Companies worldwide have sought to commercialise meat alternatives, such as plant-based or cultured meat, due to ethical issues surrounding industrial livestock rearing, as well as environmental concerns linked to the greenhouse gas emissions from animal farming.

Hong, who has a background in organoids and biomedical sciences, chose rice for his research as the grain was already the top source of protein for people in Asia.

His process can be currently time-consuming: a regular rice grain is coated with fish gelatin to help with adherence, then individually injected with beef cells before being cultured in a petri dish for up to 11 days.

Rice possesses a "slightly porous structure", Hong said, and once the beef cells have been injected into the rice, the grain offers "an ideal structure for cells to grow uniformly from the inside out". 

Hong's "meaty" rice contains eight per cent more protein and seven per cent more fat than regular rice.

Hong and his team are still working on how to scale the process, he said, but he hopes to get his creation approved as a relief food for emergency situations in two African countries.

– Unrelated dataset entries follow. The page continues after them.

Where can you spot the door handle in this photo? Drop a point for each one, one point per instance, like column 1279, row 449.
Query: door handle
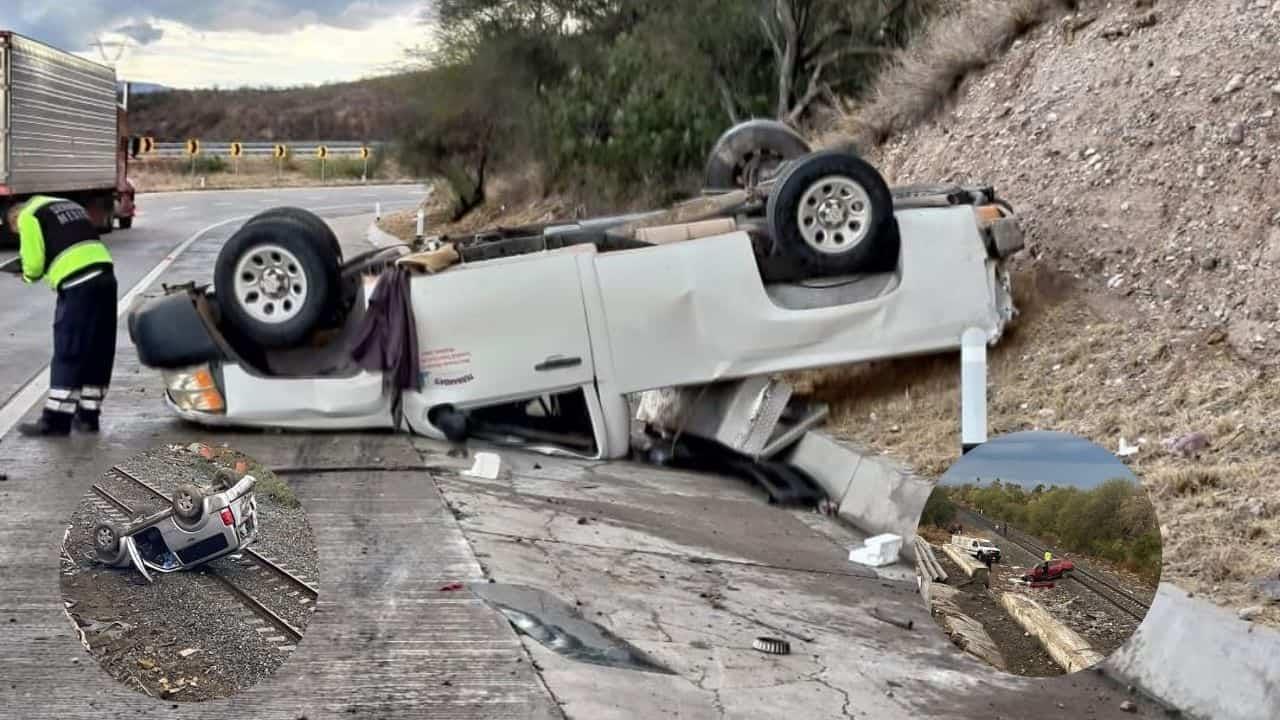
column 557, row 363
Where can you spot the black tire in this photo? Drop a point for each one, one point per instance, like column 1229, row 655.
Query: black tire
column 305, row 256
column 188, row 502
column 764, row 142
column 223, row 479
column 851, row 242
column 320, row 229
column 106, row 541
column 306, row 218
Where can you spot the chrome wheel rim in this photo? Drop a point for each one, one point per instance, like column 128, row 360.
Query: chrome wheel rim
column 835, row 215
column 270, row 285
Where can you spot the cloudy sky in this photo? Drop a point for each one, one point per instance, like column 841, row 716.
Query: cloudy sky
column 228, row 42
column 1034, row 458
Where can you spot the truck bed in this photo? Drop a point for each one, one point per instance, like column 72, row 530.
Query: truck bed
column 58, row 119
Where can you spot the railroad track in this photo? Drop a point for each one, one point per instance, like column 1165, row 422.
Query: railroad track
column 283, row 582
column 1100, row 587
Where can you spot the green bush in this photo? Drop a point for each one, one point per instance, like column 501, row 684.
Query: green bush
column 938, row 510
column 210, row 164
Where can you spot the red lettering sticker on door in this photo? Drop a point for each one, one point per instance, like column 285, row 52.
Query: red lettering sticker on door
column 444, row 359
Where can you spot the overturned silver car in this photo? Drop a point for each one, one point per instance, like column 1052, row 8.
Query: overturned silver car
column 200, row 524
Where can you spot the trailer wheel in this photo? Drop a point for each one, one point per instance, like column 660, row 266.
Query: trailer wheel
column 277, row 282
column 831, row 212
column 188, row 502
column 106, row 541
column 748, row 150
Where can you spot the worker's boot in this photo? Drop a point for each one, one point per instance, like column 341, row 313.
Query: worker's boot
column 86, row 420
column 50, row 424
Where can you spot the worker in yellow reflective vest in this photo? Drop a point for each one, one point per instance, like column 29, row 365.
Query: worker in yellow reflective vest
column 59, row 244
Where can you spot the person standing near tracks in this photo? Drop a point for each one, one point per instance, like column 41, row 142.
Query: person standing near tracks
column 59, row 244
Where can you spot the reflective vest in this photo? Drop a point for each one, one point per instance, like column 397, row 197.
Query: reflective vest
column 58, row 240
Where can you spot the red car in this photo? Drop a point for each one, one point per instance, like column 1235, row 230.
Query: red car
column 1048, row 572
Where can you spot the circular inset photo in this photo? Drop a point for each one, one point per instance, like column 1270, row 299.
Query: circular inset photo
column 190, row 573
column 1040, row 552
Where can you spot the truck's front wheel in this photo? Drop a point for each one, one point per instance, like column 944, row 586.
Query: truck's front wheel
column 275, row 282
column 833, row 213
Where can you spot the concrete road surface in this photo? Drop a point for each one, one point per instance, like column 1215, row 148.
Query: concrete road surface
column 689, row 568
column 164, row 222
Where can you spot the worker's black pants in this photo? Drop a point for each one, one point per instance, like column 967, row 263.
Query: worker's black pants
column 83, row 350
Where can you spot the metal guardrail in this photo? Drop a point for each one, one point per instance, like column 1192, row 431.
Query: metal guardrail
column 264, row 149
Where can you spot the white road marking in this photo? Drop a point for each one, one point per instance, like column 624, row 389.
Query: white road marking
column 13, row 411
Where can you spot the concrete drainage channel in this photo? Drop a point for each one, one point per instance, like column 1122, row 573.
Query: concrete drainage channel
column 1230, row 675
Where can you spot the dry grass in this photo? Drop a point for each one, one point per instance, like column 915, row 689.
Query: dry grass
column 924, row 77
column 517, row 205
column 1070, row 367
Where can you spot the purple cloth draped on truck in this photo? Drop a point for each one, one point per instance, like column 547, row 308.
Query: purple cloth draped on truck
column 387, row 340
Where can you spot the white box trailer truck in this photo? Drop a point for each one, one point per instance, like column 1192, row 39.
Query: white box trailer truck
column 62, row 132
column 979, row 548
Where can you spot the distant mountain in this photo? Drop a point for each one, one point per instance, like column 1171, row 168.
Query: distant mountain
column 369, row 109
column 145, row 87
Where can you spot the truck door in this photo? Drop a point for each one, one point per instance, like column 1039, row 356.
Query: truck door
column 502, row 329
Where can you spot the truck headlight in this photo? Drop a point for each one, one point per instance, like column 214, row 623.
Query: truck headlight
column 195, row 388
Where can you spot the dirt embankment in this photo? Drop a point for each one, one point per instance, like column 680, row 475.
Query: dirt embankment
column 1139, row 141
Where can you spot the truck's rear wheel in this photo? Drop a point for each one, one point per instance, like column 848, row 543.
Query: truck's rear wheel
column 831, row 212
column 275, row 281
column 749, row 150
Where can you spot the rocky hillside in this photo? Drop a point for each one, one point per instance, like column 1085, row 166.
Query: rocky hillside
column 1139, row 139
column 369, row 109
column 1141, row 144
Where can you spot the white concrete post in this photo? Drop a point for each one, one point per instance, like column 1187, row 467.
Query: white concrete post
column 973, row 388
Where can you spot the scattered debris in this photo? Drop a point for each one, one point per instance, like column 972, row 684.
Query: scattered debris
column 561, row 628
column 1269, row 588
column 1249, row 613
column 885, row 618
column 772, row 646
column 487, row 466
column 877, row 551
column 1188, row 445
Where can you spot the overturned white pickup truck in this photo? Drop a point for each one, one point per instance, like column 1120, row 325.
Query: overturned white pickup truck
column 791, row 260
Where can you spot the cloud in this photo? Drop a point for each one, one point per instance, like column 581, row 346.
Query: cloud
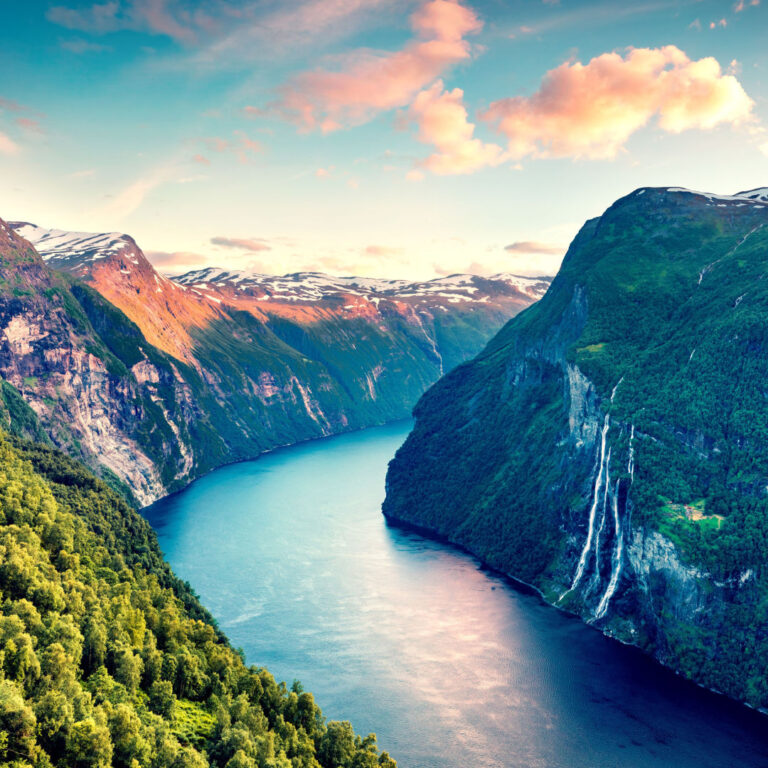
column 370, row 82
column 383, row 251
column 290, row 26
column 591, row 110
column 241, row 146
column 132, row 196
column 28, row 125
column 7, row 145
column 79, row 46
column 254, row 245
column 224, row 31
column 442, row 120
column 159, row 17
column 176, row 258
column 534, row 247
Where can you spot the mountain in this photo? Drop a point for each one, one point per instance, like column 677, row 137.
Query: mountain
column 153, row 381
column 610, row 444
column 109, row 660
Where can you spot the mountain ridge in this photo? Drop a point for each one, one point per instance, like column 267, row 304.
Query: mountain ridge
column 606, row 445
column 185, row 379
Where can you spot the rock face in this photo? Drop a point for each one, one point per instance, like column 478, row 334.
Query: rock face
column 610, row 445
column 154, row 382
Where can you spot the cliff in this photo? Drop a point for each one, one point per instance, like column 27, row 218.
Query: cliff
column 153, row 382
column 609, row 445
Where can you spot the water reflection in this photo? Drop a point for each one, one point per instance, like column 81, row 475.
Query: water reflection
column 450, row 665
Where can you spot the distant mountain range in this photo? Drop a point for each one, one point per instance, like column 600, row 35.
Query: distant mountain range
column 610, row 444
column 154, row 380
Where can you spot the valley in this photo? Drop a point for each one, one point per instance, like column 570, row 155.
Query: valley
column 154, row 381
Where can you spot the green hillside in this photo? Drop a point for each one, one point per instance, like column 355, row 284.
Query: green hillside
column 662, row 302
column 109, row 660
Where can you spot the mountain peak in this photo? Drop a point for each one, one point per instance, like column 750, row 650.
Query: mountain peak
column 72, row 251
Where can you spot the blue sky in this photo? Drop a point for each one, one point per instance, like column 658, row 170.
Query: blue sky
column 402, row 138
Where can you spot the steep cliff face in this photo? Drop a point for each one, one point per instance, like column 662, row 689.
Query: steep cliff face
column 609, row 445
column 154, row 382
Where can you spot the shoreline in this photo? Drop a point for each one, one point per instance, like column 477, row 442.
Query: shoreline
column 523, row 587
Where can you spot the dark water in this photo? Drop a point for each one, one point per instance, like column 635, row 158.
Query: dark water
column 451, row 666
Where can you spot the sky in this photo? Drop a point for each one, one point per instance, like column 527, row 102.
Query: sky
column 384, row 138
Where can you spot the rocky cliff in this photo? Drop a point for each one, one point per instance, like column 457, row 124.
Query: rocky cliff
column 609, row 445
column 154, row 382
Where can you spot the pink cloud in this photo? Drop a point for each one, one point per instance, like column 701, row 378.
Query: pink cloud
column 383, row 251
column 371, row 82
column 253, row 245
column 7, row 145
column 534, row 247
column 591, row 110
column 243, row 147
column 29, row 125
column 442, row 120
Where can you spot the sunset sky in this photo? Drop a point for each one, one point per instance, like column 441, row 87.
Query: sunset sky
column 396, row 138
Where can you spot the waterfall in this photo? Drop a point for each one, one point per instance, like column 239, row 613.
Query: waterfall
column 593, row 509
column 616, row 559
column 603, row 470
column 618, row 552
column 595, row 581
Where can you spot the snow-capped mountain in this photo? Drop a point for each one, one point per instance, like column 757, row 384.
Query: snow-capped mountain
column 316, row 286
column 184, row 375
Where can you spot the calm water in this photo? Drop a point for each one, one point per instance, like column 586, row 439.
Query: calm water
column 450, row 665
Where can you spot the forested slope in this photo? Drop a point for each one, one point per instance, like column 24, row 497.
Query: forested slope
column 107, row 659
column 610, row 445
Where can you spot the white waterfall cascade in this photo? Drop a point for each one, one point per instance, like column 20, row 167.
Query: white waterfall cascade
column 618, row 551
column 595, row 581
column 602, row 483
column 593, row 509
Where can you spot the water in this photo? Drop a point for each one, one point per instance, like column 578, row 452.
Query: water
column 451, row 666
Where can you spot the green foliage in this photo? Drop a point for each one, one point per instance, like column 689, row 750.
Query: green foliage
column 665, row 296
column 108, row 660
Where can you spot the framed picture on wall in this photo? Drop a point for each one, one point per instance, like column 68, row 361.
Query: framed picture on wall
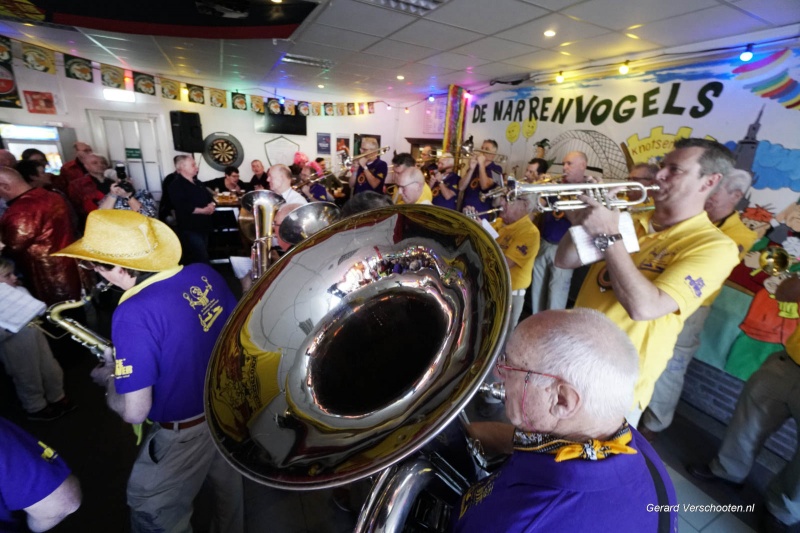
column 359, row 137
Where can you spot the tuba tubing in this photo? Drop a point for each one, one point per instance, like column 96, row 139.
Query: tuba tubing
column 97, row 344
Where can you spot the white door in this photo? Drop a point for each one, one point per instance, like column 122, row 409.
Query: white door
column 130, row 139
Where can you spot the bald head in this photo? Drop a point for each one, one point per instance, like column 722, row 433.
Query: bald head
column 575, row 167
column 7, row 159
column 82, row 150
column 593, row 356
column 12, row 184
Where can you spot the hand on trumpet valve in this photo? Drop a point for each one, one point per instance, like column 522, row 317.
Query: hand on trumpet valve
column 105, row 370
column 596, row 218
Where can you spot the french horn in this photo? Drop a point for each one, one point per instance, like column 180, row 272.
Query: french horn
column 357, row 347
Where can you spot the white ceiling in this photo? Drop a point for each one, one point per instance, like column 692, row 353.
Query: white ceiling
column 466, row 42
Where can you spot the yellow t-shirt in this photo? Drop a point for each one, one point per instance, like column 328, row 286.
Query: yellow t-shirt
column 425, row 198
column 744, row 238
column 688, row 261
column 520, row 243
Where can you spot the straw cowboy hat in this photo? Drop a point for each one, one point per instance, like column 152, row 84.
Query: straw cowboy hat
column 127, row 239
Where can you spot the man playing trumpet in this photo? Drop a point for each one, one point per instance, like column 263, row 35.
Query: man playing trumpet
column 682, row 259
column 371, row 172
column 480, row 177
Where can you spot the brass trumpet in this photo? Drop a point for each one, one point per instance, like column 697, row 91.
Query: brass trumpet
column 564, row 196
column 348, row 161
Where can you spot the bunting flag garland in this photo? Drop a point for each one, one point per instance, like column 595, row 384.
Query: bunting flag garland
column 144, row 83
column 9, row 97
column 196, row 93
column 257, row 104
column 43, row 60
column 38, row 58
column 113, row 77
column 170, row 89
column 40, row 102
column 218, row 98
column 239, row 101
column 454, row 120
column 78, row 68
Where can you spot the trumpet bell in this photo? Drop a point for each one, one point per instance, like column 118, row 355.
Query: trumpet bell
column 775, row 261
column 357, row 347
column 307, row 220
column 257, row 204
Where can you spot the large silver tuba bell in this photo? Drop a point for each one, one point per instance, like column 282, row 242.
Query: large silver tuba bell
column 255, row 222
column 357, row 347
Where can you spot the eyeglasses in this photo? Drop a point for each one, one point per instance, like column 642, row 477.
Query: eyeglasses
column 502, row 368
column 91, row 265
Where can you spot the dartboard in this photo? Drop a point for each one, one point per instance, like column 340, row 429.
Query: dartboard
column 222, row 150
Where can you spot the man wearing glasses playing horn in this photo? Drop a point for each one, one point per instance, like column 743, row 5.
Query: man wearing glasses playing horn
column 164, row 330
column 682, row 258
column 575, row 464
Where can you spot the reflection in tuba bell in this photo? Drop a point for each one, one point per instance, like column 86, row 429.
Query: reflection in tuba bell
column 358, row 347
column 255, row 221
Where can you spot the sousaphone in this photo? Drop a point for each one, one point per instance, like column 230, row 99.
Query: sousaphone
column 357, row 347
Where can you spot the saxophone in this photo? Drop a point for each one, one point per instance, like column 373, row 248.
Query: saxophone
column 96, row 344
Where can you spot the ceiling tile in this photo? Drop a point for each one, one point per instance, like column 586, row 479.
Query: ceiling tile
column 350, row 15
column 727, row 21
column 497, row 70
column 775, row 11
column 608, row 45
column 607, row 12
column 544, row 60
column 398, row 50
column 486, row 17
column 494, row 49
column 566, row 29
column 433, row 35
column 453, row 61
column 328, row 35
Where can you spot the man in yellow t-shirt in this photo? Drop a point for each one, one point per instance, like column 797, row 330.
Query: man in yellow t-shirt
column 769, row 398
column 721, row 209
column 412, row 188
column 683, row 258
column 518, row 237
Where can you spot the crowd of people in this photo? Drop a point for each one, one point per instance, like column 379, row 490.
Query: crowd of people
column 586, row 388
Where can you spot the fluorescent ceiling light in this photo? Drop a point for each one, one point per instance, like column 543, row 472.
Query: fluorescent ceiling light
column 118, row 95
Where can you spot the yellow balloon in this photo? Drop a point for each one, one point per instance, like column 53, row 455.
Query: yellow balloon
column 512, row 132
column 529, row 128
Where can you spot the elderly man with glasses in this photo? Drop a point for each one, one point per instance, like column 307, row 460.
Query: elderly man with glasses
column 575, row 464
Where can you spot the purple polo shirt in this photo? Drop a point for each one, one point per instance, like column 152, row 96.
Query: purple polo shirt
column 164, row 333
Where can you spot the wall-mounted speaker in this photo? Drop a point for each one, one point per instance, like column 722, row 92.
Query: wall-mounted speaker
column 187, row 132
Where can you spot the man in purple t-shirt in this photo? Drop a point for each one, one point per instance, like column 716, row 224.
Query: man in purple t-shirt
column 33, row 479
column 164, row 331
column 575, row 463
column 483, row 175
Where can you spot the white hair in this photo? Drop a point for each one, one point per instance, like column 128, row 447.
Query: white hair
column 595, row 356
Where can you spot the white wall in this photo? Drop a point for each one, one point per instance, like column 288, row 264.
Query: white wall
column 74, row 97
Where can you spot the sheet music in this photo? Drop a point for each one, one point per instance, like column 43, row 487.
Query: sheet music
column 17, row 308
column 584, row 243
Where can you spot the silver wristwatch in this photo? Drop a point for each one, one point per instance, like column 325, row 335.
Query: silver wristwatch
column 604, row 241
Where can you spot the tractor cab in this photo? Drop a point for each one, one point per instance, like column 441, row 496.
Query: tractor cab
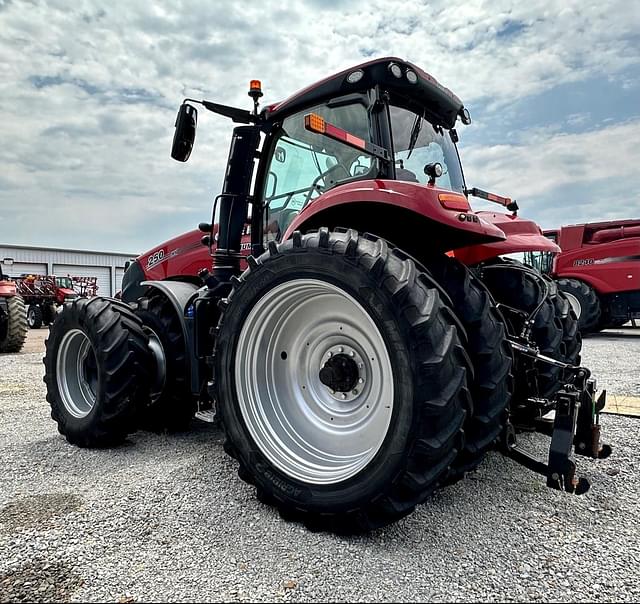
column 385, row 120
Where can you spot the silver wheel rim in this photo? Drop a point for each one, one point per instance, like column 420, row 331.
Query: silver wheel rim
column 575, row 304
column 77, row 383
column 305, row 429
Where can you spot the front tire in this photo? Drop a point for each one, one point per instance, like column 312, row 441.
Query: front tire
column 491, row 356
column 97, row 367
column 347, row 463
column 34, row 316
column 585, row 303
column 518, row 287
column 172, row 404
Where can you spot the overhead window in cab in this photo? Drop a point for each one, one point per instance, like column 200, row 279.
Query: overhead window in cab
column 417, row 143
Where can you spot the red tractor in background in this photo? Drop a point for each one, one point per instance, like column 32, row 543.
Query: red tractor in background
column 354, row 364
column 598, row 269
column 43, row 295
column 13, row 321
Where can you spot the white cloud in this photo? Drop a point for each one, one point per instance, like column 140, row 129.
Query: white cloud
column 85, row 158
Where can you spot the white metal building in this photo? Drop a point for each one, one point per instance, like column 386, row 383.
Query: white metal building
column 108, row 268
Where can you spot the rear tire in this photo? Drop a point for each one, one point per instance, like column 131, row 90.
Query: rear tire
column 16, row 328
column 584, row 302
column 171, row 408
column 419, row 431
column 34, row 316
column 490, row 354
column 97, row 368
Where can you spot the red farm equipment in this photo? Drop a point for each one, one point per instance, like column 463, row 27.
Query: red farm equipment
column 44, row 295
column 598, row 269
column 354, row 364
column 13, row 320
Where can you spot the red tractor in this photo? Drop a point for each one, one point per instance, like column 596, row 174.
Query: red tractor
column 13, row 321
column 43, row 295
column 598, row 269
column 355, row 366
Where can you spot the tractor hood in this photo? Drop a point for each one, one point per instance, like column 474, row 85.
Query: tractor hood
column 522, row 236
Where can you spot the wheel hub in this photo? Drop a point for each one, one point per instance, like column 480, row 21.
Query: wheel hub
column 340, row 373
column 575, row 304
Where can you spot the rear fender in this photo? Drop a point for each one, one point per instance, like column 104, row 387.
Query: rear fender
column 407, row 214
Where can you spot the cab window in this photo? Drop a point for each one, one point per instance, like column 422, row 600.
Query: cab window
column 416, row 143
column 303, row 165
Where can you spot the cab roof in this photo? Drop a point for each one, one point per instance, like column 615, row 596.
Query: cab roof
column 424, row 94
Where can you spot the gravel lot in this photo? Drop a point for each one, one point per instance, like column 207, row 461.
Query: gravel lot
column 166, row 518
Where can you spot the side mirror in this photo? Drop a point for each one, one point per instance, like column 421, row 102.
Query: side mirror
column 185, row 132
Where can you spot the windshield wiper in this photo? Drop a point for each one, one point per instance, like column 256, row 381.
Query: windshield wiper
column 415, row 132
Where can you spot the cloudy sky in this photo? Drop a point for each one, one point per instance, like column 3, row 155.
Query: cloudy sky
column 89, row 90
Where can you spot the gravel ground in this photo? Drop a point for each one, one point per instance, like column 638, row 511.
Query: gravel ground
column 166, row 518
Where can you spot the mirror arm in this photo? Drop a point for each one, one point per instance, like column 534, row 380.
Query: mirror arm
column 240, row 116
column 507, row 202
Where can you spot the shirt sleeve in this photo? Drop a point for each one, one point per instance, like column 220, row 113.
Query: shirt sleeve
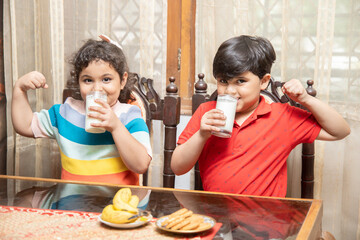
column 43, row 123
column 138, row 128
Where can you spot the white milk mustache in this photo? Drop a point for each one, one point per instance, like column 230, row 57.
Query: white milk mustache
column 227, row 104
column 90, row 101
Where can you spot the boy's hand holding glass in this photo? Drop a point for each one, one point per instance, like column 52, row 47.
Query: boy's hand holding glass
column 212, row 121
column 227, row 104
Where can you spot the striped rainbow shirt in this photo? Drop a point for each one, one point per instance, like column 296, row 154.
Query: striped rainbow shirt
column 90, row 156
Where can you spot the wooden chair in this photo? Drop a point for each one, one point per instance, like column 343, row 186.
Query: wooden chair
column 273, row 93
column 153, row 108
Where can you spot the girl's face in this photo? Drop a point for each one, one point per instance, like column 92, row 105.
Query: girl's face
column 246, row 88
column 101, row 76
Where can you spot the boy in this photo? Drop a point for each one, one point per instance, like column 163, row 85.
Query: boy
column 253, row 160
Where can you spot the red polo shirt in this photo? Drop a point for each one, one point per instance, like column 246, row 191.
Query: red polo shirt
column 253, row 160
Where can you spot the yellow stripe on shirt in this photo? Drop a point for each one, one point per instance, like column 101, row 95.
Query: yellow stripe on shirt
column 92, row 167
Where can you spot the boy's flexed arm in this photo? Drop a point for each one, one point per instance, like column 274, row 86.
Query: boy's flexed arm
column 185, row 155
column 334, row 126
column 21, row 112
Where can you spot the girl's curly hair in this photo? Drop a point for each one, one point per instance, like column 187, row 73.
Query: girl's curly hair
column 94, row 50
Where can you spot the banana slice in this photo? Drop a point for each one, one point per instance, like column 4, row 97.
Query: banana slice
column 110, row 214
column 123, row 200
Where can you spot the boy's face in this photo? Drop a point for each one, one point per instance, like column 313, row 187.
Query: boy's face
column 101, row 76
column 246, row 88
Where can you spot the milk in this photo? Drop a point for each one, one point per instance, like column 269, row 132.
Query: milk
column 227, row 104
column 90, row 101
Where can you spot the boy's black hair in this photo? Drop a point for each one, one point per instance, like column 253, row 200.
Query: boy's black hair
column 243, row 53
column 94, row 50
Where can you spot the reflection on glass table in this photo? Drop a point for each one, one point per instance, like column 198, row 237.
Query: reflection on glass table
column 242, row 217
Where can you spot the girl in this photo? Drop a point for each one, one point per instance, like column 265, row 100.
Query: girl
column 116, row 156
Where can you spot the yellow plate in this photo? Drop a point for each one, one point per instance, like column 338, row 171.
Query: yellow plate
column 206, row 220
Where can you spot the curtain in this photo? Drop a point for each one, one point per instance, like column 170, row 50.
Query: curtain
column 317, row 40
column 43, row 35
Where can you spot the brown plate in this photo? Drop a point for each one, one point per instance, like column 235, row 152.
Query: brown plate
column 206, row 220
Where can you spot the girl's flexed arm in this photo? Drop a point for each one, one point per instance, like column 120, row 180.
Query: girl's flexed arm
column 21, row 113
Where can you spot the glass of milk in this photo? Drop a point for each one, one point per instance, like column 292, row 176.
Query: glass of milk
column 227, row 104
column 90, row 101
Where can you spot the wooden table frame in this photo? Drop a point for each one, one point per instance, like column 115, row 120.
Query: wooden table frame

"For those who are limited to... just one meal a day, a slight increase in (protein content), even by just a few per cent, becomes incredibly important," he said.

South Korea has not yet approved any cultivated meat for consumption, but it announced in 2022 plans to plough millions of dollars into a "foodtech" fund, while separately identifying cell-cultured meat as a priority research area. Cultivated meat is sold in Singapore and the United States, but Italy banned it last year citing a need to safeguard its livestock industry.

Some scholars say potential ethical concerns with cultured meat include the sourcing of the initial animal cells.